The high inflation in Argentina and Venezuela, along with concern about how the two countries’ governments will try to steady their economies has Ford rethinking its annual forecasts for South America. Ford’s financial outlook first presented six weeks ago called for the company to repeat 2013’s performance in South America, when it lost $34 million before taxes, compared with a profit of $213 million in 2012. Ford’s fourth-quarter losses in South America ballooned to $126 million.

“Since December, we’re more concerned,” about company performance in South America, Ford Chief Financial Officer Bob Shanks told reporters as the company reported an overall annual pretax profit of $8.57 billion.

Shanks said the company is poised to respond in “real time” to the changing economic landscape in both Venezuela and Argentina.

GM’s newly installed Chief Financial Officer Chuck Stevens recently said that GM’s South American operations had a second straight profitable year in 2013, but also said that continued volatility in Argentina and Venezuela present financial risk. More details may emerge with GM reports earnings next week.

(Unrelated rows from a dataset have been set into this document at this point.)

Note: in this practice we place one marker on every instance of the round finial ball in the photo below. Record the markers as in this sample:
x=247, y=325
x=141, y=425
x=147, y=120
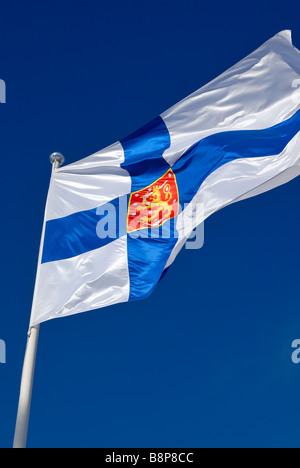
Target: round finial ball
x=57, y=157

The exchange rate on the black market is nearly twice the official exchange rate, said Guido Vildozo, IHS Automotive analyst based in Massachusetts. This led to people selling dollars on the black market and then buying cars at the official exchange rate, “an investment in a durable goods that will maintain its value even if currency inflation continues,” said Vildozo.

This led to a short-term gain for Ford and other automakers in the Argentine market last year, but Shanks said that the company hopes that the government institutes longer-term changes that while biting into new vehicle sales will make more sense for consumers and the companies that sell to them.